Hart did not give a damn about the bloody photographs right now. Not with Eleanor rolling her red lip under her teeth and making Hart want to bite it for her.

“You are cruel, El.” His voice went quiet again.

Her brows drew together into a delicious little frown. “Cruel? Why on earth do you say that?”

“You haven’t spoken to me for years. Suddenly you gallop down to London declaring you’re here to save me like some benevolent angel. Did you turn around one day last week and decide that you’d forgiven me?” He could hope.

“Of course not. I began to forgive you years ago. After Sarah died. I felt so horrible for you, Hart.”

He stopped, cold working its way through the whiskey. “That was nearly eight years ago.”

“Yes, I know that.”

“I never noticed you forgiving me,” he said, his voice tight. “No letters, no visits, no telegrams, no declaration to my brothers or Isabella.”

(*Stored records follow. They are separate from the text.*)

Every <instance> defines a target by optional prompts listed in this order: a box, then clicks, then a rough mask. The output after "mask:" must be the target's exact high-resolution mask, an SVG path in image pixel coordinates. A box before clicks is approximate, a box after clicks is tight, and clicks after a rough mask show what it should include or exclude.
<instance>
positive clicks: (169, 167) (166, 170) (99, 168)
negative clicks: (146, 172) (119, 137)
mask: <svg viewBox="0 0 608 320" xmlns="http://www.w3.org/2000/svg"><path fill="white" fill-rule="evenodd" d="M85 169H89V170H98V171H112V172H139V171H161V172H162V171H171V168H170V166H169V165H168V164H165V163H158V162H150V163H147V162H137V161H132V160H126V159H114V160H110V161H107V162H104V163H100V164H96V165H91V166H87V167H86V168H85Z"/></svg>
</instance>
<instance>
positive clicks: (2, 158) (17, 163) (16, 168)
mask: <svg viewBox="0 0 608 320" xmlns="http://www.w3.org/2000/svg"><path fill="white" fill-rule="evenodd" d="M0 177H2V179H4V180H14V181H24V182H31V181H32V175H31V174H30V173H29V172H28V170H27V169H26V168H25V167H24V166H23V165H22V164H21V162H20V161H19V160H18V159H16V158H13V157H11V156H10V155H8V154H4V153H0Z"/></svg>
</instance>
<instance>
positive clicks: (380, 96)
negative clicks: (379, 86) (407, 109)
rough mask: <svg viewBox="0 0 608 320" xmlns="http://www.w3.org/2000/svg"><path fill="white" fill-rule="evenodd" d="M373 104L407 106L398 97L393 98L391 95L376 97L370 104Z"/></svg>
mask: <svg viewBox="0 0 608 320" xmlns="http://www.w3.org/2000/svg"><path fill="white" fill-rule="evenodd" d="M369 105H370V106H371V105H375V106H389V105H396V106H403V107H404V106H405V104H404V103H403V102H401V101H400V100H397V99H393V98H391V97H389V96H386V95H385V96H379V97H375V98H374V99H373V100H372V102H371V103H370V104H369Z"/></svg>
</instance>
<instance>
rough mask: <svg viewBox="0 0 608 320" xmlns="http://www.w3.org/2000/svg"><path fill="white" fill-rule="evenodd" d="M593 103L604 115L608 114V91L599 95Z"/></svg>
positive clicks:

“I said that’s when I began to forgive you. It took much longer than that to make all the anger go away. Besides, you were Duke of Kilmorgan by then, well ensconced behind ducal barriers, and quite on your way to wresting power from anyone who had it. You also returned to Mrs. Palmer—I may live in a backwater, but trust me, I am well informed of all you do. And the third reason I never made indication is because I had no idea whether you’d care for my forgiveness or not.”